It would be impossible to relate what he said in the way he said it. Once released, his emotions were a river in spate, sweeping aside everyone's sensibilities but his own and given in stuttered sentences which were barely comprehensible at times. We became party to his mother's hatred of sex, his father's brutal taking of her whenever he wanted it, their drunkenness, their violence toward each other and their children. But, more than anything, he dwelt on Maureen's slaughter of the marmalade cat, repeating over and over that when he tried to stop her she turned the baseball bat on him.
I asked him why she'd done it and, like Michael, the only explanation he could offer was that it made her feel "good." She laughed when its brains went everywhere, he said, and she wished it had been the nigger's head she'd smashed.
"What about the other cats?" I asked him. "Why did she go on with it?"
"Because it sent Annie 'round the bend to have them put through her flap. She took to wailing and hollering all the time and behaving like a crazy woman, and Mum reckoned if she didn't pack up and go of her own accord, it was a dead cert she'd be taken out in a straitjacket."
"But if hurting animals upset you so much, why did you help?"

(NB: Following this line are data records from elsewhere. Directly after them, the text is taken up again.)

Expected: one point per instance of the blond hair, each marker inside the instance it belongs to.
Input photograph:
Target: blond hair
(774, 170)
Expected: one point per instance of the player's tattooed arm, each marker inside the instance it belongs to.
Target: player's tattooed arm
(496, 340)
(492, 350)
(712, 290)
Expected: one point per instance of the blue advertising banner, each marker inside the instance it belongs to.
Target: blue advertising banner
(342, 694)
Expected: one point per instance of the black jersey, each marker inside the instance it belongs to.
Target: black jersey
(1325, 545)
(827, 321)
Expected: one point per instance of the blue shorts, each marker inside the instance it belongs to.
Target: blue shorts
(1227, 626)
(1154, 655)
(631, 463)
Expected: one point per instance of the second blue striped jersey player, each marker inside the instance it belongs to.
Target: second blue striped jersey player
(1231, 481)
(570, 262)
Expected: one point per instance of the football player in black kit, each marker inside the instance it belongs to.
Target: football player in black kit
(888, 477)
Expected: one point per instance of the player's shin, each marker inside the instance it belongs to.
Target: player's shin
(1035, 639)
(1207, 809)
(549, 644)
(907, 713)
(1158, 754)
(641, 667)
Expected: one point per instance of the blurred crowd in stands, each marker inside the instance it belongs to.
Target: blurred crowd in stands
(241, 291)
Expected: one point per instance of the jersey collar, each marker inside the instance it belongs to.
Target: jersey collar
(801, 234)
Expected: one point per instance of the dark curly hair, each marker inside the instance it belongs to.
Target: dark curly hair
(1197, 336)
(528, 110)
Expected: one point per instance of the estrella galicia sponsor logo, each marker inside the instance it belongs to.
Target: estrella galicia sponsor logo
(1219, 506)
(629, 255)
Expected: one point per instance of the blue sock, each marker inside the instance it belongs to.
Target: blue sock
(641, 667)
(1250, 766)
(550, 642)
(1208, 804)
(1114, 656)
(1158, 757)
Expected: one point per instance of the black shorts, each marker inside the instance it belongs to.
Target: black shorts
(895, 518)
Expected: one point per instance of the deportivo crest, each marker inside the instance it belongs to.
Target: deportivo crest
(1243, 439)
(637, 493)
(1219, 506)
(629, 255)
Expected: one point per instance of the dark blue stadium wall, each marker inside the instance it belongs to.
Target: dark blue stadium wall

"I wasn't the only one," he muttered. "We all did it-the girls, Mike, Rosie, Bridget. We used to go out looking for strays and bring them home in boxes."
I wondered sadly if that was the real explanation for Bridget's sacrifice of her hair. "But why, if you knew what was going to happen to them?"
"It wasn't as bad as having their heads split open."
"Only if you believe a quick death is worse than a slow one."
"They didn't all die ... Annie saved most of them ... and that's what we reckoned would happen." He pressed his forehead into his hands. "It was better than having Mum kill them straight off, which is what she wanted to do. It was them dying that got Annie worked up."
"The ones you put under my floorboards died," I said, "because I didn't know they were there."
He raised his head with a look of bafflement in his eyes, but didn't say anything.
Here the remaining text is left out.